Web browsers already try to isolate tabs from each other. Chrome pioneered the principle of "one process per tab" and other browsers followed. This kind of isolation was meant for reliability more than security: when one tab crashes, e.g. because of a bug in a plugin, prevent the whole browser process from dying as well.
Using VM techniques, be they Unix-level jails or even full-blown hypervisors, can help in the case of a tab being subverted: through some security hole, an attacker manages to run his own malicious code in your browser. The VM will then try to contain that attack. Note that the problem has far-reaching consequences: for instance, a Web browser must be able to read local files, in order to support Web sites which ask for upload of a local file. When complete isolation is enforced, functionality is decreased.
If you want complete isolation, see Qubes OS: this is a Linux-based operating system which launches small VM for individual applications (or group of applications) and would allow you to run several browser instances which cannot see each other.

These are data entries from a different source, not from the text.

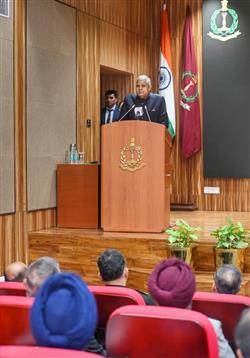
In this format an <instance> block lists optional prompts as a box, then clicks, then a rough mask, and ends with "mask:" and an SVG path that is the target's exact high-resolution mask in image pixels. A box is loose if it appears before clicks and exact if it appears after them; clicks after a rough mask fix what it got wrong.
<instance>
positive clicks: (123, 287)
mask: <svg viewBox="0 0 250 358" xmlns="http://www.w3.org/2000/svg"><path fill="white" fill-rule="evenodd" d="M88 288H89V289H90V291H91V292H92V293H93V294H94V296H95V299H96V302H97V306H98V316H99V317H98V318H99V320H98V327H99V328H104V329H105V328H106V325H107V322H108V319H109V316H110V315H111V313H112V312H113V311H114V310H116V309H117V308H119V307H122V306H127V305H145V302H144V300H143V298H142V296H141V295H140V294H139V293H138V292H137V291H135V290H133V289H131V288H127V287H117V286H88Z"/></svg>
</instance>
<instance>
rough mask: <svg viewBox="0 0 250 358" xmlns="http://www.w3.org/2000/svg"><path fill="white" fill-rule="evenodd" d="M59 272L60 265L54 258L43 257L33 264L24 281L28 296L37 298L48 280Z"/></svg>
mask: <svg viewBox="0 0 250 358" xmlns="http://www.w3.org/2000/svg"><path fill="white" fill-rule="evenodd" d="M58 272H60V267H59V263H58V261H56V260H55V259H53V258H52V257H49V256H43V257H40V258H39V259H37V260H36V261H34V262H32V263H31V264H30V265H29V267H28V269H27V273H26V276H25V279H24V284H25V286H26V290H27V292H26V294H27V296H29V297H35V296H36V294H37V292H38V290H39V289H40V287H41V286H42V284H43V283H44V282H45V281H46V280H47V278H48V277H50V276H52V275H55V274H56V273H58Z"/></svg>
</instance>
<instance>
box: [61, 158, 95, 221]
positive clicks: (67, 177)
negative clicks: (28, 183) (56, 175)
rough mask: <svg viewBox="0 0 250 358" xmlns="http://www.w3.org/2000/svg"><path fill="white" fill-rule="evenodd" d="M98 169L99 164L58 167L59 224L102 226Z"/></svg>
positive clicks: (77, 164) (61, 165)
mask: <svg viewBox="0 0 250 358" xmlns="http://www.w3.org/2000/svg"><path fill="white" fill-rule="evenodd" d="M99 172H100V165H97V164H59V165H58V166H57V226H58V227H65V228H98V227H99V223H100V220H99V217H100V215H99Z"/></svg>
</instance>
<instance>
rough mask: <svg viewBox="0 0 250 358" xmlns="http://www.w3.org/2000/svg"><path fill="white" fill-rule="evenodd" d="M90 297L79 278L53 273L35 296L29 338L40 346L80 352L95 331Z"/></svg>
mask: <svg viewBox="0 0 250 358" xmlns="http://www.w3.org/2000/svg"><path fill="white" fill-rule="evenodd" d="M96 322H97V308H96V302H95V299H94V296H93V295H92V293H91V292H90V291H89V289H88V287H87V285H86V284H85V283H84V282H83V280H82V279H81V278H80V276H78V275H75V274H72V273H57V274H55V275H52V276H51V277H49V278H48V279H47V280H46V282H45V283H44V284H43V285H42V287H41V289H40V290H39V292H38V293H37V296H36V299H35V301H34V304H33V306H32V309H31V313H30V326H31V330H32V334H33V336H34V338H35V340H36V342H37V344H38V345H40V346H47V347H58V348H69V349H78V350H82V349H84V348H85V347H86V345H87V344H88V343H89V341H90V340H91V337H92V336H93V334H94V332H95V328H96Z"/></svg>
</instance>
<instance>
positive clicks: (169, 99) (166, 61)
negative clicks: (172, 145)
mask: <svg viewBox="0 0 250 358" xmlns="http://www.w3.org/2000/svg"><path fill="white" fill-rule="evenodd" d="M161 31H162V32H161V53H160V71H159V94H160V95H161V96H163V97H164V98H165V102H166V105H167V112H168V117H169V125H168V131H169V133H170V134H171V136H172V138H174V136H175V101H174V84H173V76H172V61H171V48H170V35H169V25H168V14H167V9H166V4H163V10H162V27H161Z"/></svg>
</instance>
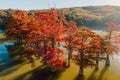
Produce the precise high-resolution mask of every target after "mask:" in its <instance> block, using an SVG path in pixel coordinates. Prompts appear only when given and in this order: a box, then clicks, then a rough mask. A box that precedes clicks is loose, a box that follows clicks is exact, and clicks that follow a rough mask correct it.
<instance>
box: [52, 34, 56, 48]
mask: <svg viewBox="0 0 120 80" xmlns="http://www.w3.org/2000/svg"><path fill="white" fill-rule="evenodd" d="M51 41H52V48H55V39H54V36H52V39H51Z"/></svg>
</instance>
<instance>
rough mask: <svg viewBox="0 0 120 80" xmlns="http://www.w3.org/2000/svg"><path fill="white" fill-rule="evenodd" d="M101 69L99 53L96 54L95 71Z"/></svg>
mask: <svg viewBox="0 0 120 80" xmlns="http://www.w3.org/2000/svg"><path fill="white" fill-rule="evenodd" d="M98 69H99V53H97V54H96V65H95V70H98Z"/></svg>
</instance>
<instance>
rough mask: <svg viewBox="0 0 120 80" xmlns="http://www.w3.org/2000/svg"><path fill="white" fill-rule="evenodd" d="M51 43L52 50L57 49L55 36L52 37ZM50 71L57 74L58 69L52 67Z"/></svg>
mask: <svg viewBox="0 0 120 80" xmlns="http://www.w3.org/2000/svg"><path fill="white" fill-rule="evenodd" d="M51 42H52V48H55V39H54V36H52V38H51ZM50 71H51V72H55V71H56V69H55V68H54V67H50Z"/></svg>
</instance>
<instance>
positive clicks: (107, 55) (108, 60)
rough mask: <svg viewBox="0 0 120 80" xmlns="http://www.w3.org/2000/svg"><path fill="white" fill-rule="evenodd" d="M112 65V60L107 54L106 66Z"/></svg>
mask: <svg viewBox="0 0 120 80" xmlns="http://www.w3.org/2000/svg"><path fill="white" fill-rule="evenodd" d="M109 65H110V58H109V54H107V56H106V66H109Z"/></svg>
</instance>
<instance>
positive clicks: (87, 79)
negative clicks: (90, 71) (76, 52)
mask: <svg viewBox="0 0 120 80" xmlns="http://www.w3.org/2000/svg"><path fill="white" fill-rule="evenodd" d="M96 72H97V70H94V71H93V72H92V73H91V75H90V76H89V77H88V79H87V80H96V75H95V74H96Z"/></svg>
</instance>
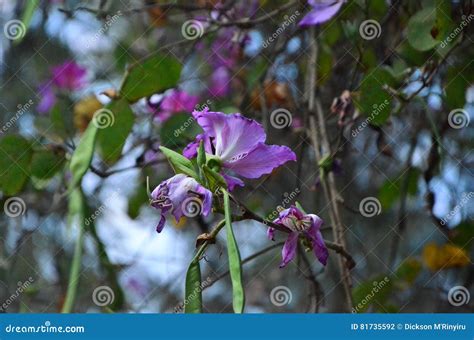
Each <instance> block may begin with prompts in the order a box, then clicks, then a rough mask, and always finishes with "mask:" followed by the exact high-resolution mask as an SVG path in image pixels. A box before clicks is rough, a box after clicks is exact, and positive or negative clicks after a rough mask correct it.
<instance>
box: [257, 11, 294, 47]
mask: <svg viewBox="0 0 474 340" xmlns="http://www.w3.org/2000/svg"><path fill="white" fill-rule="evenodd" d="M299 15H300V12H299V11H295V13H294V14H292V15H290V16H288V15H285V16H284V17H283V18H284V19H285V20H284V21H283V23H282V24H281V26H278V28H277V30H276V31H275V32H273V34H272V35H271V36H270V37H268V39H267V40H265V41H264V42H263V44H262V46H263V48H267V47H268V46H269V45H270V44H271V43H273V42H274V41H275V40H276V38H278V36H279V35H280V34H282V33H283V32H284V31H285V30H286V28H287V27H288V26H290V25H291V24H293V23H294V22H295V21H296V19H297V18H298V17H299Z"/></svg>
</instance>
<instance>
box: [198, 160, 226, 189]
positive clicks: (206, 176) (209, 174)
mask: <svg viewBox="0 0 474 340" xmlns="http://www.w3.org/2000/svg"><path fill="white" fill-rule="evenodd" d="M201 169H202V171H203V174H204V176H205V177H206V182H207V184H208V185H209V189H211V191H212V192H216V191H217V190H219V189H220V188H224V189H225V188H227V182H226V181H225V179H224V177H222V175H221V174H219V173H217V172H216V171H214V170H212V169H211V168H209V166H207V165H206V164H204V165H203V166H202V167H201Z"/></svg>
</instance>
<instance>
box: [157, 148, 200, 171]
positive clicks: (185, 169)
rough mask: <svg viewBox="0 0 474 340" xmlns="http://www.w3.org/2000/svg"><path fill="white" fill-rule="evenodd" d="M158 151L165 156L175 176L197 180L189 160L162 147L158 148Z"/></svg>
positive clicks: (190, 162) (193, 167)
mask: <svg viewBox="0 0 474 340" xmlns="http://www.w3.org/2000/svg"><path fill="white" fill-rule="evenodd" d="M160 150H161V152H163V154H164V155H165V156H166V158H167V159H168V161H169V162H170V165H171V167H172V168H173V170H174V172H175V173H176V174H185V175H188V176H190V177H193V178H195V179H197V178H198V175H197V174H196V171H194V166H193V163H192V162H191V161H190V160H189V159H187V158H186V157H184V156H183V155H181V154H179V153H177V152H175V151H173V150H170V149H168V148H167V147H164V146H160Z"/></svg>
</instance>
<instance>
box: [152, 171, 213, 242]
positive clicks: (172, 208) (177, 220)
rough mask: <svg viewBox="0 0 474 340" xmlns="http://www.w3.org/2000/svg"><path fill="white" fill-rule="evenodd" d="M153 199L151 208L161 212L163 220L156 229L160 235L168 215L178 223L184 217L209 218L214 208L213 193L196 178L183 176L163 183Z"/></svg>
mask: <svg viewBox="0 0 474 340" xmlns="http://www.w3.org/2000/svg"><path fill="white" fill-rule="evenodd" d="M151 198H152V201H151V206H152V207H154V208H156V209H160V210H161V218H160V221H159V223H158V226H157V227H156V231H157V232H159V233H160V232H161V231H162V230H163V227H164V226H165V220H166V215H167V214H168V213H171V214H172V215H173V216H174V218H175V220H176V222H178V221H179V220H180V218H181V217H183V216H187V217H195V216H197V215H204V216H207V215H209V213H210V212H211V208H212V193H211V192H210V191H209V190H207V189H206V188H204V187H203V186H202V185H200V184H199V183H198V182H196V180H195V179H194V178H191V177H188V176H186V175H183V174H178V175H174V176H173V177H171V178H170V179H168V180H166V181H163V182H162V183H161V184H160V185H159V186H157V187H156V188H155V190H153V192H152V193H151Z"/></svg>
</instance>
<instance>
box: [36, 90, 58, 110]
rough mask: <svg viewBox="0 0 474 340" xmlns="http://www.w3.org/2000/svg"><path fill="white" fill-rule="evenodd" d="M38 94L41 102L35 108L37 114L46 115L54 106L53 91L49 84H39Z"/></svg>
mask: <svg viewBox="0 0 474 340" xmlns="http://www.w3.org/2000/svg"><path fill="white" fill-rule="evenodd" d="M39 94H40V96H41V100H40V102H39V104H38V106H37V110H38V112H39V113H46V112H49V111H51V109H52V108H53V107H54V105H55V104H56V95H55V94H54V90H53V88H52V87H51V84H47V83H43V84H41V85H40V86H39Z"/></svg>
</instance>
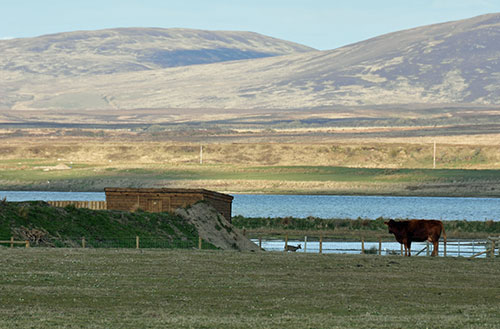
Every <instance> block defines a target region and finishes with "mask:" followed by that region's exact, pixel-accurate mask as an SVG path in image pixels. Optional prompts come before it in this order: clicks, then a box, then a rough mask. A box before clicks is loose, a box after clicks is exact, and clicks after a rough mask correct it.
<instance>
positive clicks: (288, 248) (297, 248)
mask: <svg viewBox="0 0 500 329" xmlns="http://www.w3.org/2000/svg"><path fill="white" fill-rule="evenodd" d="M301 248H302V246H301V245H300V244H299V245H298V246H290V245H286V246H285V251H293V252H296V251H297V250H298V249H301Z"/></svg>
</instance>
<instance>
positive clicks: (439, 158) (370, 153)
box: [0, 138, 500, 197]
mask: <svg viewBox="0 0 500 329" xmlns="http://www.w3.org/2000/svg"><path fill="white" fill-rule="evenodd" d="M0 151H1V152H2V157H1V159H0V188H2V189H8V190H13V189H21V190H60V191H102V190H103V188H104V187H110V186H115V187H131V186H134V187H198V188H199V187H204V188H208V189H213V190H219V191H231V192H254V193H327V194H364V195H367V194H372V195H377V194H378V195H391V194H392V195H434V196H436V195H447V196H492V197H498V196H500V194H499V193H500V172H499V171H498V169H497V168H498V164H499V163H500V153H499V152H498V146H497V145H496V144H490V145H477V144H472V145H467V144H438V148H437V152H436V162H437V169H432V162H433V159H432V144H430V143H427V144H417V143H415V144H410V143H376V142H375V143H371V142H365V143H361V142H357V143H337V142H332V143H321V144H320V143H316V144H311V143H217V144H216V143H213V144H207V145H204V146H203V164H200V144H194V143H171V142H149V141H144V142H140V141H133V140H130V141H129V140H124V141H118V142H110V141H109V140H107V139H102V140H99V139H78V140H71V139H70V138H69V139H68V141H57V140H55V141H53V142H43V141H42V142H41V141H37V140H36V139H34V138H30V139H20V140H13V141H9V143H7V144H5V145H3V146H1V147H0Z"/></svg>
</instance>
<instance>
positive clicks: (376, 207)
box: [0, 191, 500, 221]
mask: <svg viewBox="0 0 500 329" xmlns="http://www.w3.org/2000/svg"><path fill="white" fill-rule="evenodd" d="M233 196H234V200H233V216H235V215H242V216H245V217H287V216H291V217H302V218H303V217H308V216H314V217H320V218H352V219H355V218H364V219H375V218H379V217H385V218H421V219H441V220H457V219H458V220H462V219H465V220H495V221H500V199H497V198H442V197H390V196H338V195H254V194H234V195H233ZM4 197H7V200H8V201H26V200H43V201H56V200H75V201H104V200H105V199H106V197H105V194H104V192H37V191H0V198H4Z"/></svg>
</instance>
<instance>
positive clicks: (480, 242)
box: [251, 236, 500, 257]
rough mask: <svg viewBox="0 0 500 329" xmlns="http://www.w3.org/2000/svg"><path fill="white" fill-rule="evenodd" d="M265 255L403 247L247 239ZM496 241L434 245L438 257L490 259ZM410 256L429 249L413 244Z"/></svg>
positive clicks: (265, 239)
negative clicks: (286, 253) (437, 255)
mask: <svg viewBox="0 0 500 329" xmlns="http://www.w3.org/2000/svg"><path fill="white" fill-rule="evenodd" d="M251 240H252V241H253V242H254V243H255V244H257V245H259V246H260V247H261V248H262V249H263V250H266V251H294V252H302V253H325V254H332V253H336V254H376V255H404V249H403V245H401V244H400V243H398V242H396V241H393V240H392V241H389V240H383V239H379V241H364V239H362V238H360V239H359V240H342V239H335V238H329V237H312V236H303V237H299V238H298V237H294V238H292V239H288V237H287V236H272V237H269V236H266V237H265V238H262V237H259V238H253V239H251ZM499 241H500V238H488V239H448V240H447V241H445V240H444V239H441V240H440V241H439V245H438V256H449V257H491V256H492V255H495V256H498V255H499V253H500V251H499V248H498V247H499V245H500V243H499ZM411 250H412V256H430V255H431V253H432V250H433V245H432V244H431V243H429V242H413V243H412V244H411Z"/></svg>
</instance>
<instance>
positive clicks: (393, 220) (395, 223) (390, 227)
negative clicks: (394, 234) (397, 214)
mask: <svg viewBox="0 0 500 329" xmlns="http://www.w3.org/2000/svg"><path fill="white" fill-rule="evenodd" d="M384 224H385V225H387V227H388V228H389V233H392V234H395V233H396V232H394V228H395V226H396V222H395V221H394V219H391V220H389V221H387V222H384Z"/></svg>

The problem, though, is that you usually don't want complete isolation, and hostile full-process hijacking is rare. Browsers already apply some sort of isolation which does not use hypervisors, but is (usually) effective. Security issues don't come from the breaking out of a tab process, but from the communication channels which are maintained between tabs by the browser in order to implement required functionality. The Same-Origin Policy is an important concept which is part of the issue: the SOP incarnates the security model which the browser enforces, and most security issues with Web browsers are due to the fuzziness with which the SOP boundaries are defined.
To make an analogy, consider a brick wall with a door in it. Using hypervisor technology would be akin to reinforcing the wall and the door frame with steel. This is not bad, but won't help very much if the real problem is that the door is not locked. When trying to enforce isolation between browsing instances, the really hard thing is to define precisely what may be shared and what should not; hypervisors operate at a lower level and are just tools to enforce a policy, but the policy must first be defined.